The characteristics of several recently developed programs for trauma and PTSD in SMI are summarized in Table 2. Research on the effects of programs specifically developed to address trauma in patients with SMI is still in its infancy. However, clinical reports from early trials of these programs indicate that patients with SMI can be successfully engaged and treated, and that outcomes often improve.24,27 Only 1 randomized controlled trial of a treatment for trauma in SMI has been completed (K. T. Mueser et al, unpublished data, 2007). The results of the trial indicate that participation in the 12- to 16-week cognitive-behavioral therapy program was associated with improvements in PTSD symptoms, other symptoms such as depression, and trauma-related beliefs about oneself and the world. The following clinical vignette illustrates the use of this program.

CASE VIGNETTE

Elizabeth is a 46-year-old woman with schizophrenia and PTSD. As a child she experienced significant physical abuse from her mother and, in an attempt to escape the abuse, frequently ran away from home. As a result, she spent much of her adolescence in a children's home. At 17, she left the home and moved in with her stepfather, who was separated from her mother. She lived with him for about a year, during which time he sexually abused her. At one point she became pregnant by him; she told no one, but suffered a painful and confusing miscarriage. Shortly thereafter, she withdrew from people and stopped taking care of herself, which was followed by signs of psychosis, including paranoia, hallucinations, and conceptual disorganization.

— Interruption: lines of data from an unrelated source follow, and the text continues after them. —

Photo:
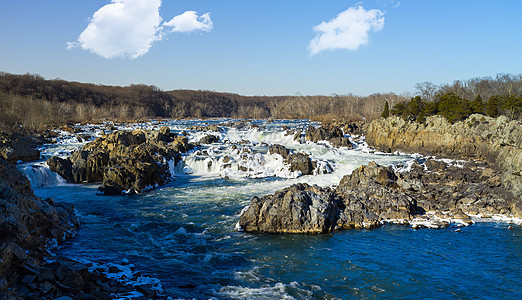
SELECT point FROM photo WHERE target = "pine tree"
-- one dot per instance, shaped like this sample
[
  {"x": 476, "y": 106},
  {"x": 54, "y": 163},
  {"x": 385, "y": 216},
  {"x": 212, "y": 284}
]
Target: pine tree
[{"x": 386, "y": 111}]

Elizabeth was hospitalized, treated, and discharged free of psychotic symptoms. She began to work as a store clerk, married, and had 2 children. Although her husband physically abused her, she remained fairly stable until he sought a divorce and took custody of their children. Following this, Elizabeth's condition worsened, and she spent several years cycling in and out of hospitals, interspersed with periods of homelessness. During a stay at a halfway house, she met a man and fell in love. Despite his drug abuse, they forged a relationship that lasted several years, during which time Elizabeth's symptoms and functioning stabilized, and she began working part-time. Then one day she found him dead, which was followed by a deterioration in her functioning.

Several years later, an evaluation confirmed that Elizabeth had severe PTSD. She reported that the death of her boyfriend was her most distressing traumatic experience. She said that she felt extremely guilty because she had not been able to prevent his death. She also talked about how her history of abuse made it difficult for her to trust anyone. The therapist described the 12- to 16-session treatment plan that included breathing retraining, psychoeducation, and cognitive restructuring to Elizabeth, who agreed to participate. Elizabeth was unkempt and restless but arrived promptly for all of her therapy sessions. Gradually, over time, she became more consistent in completing her homework.

The first session focused on teaching breathing retraining to manage her anxiety. During a homework review the following week, Elizabeth stated that she only felt comfortable practicing breathing retraining with her eyes open, but that she found it very helpful. The next 2 sessions focused on discussing the symptoms of PTSD, including how they differ from the symptoms of schizophrenia, and how the 2 affected each other. Elizabeth expressed relief in learning that her PTSD symptoms were common reactions to traumatic experiences.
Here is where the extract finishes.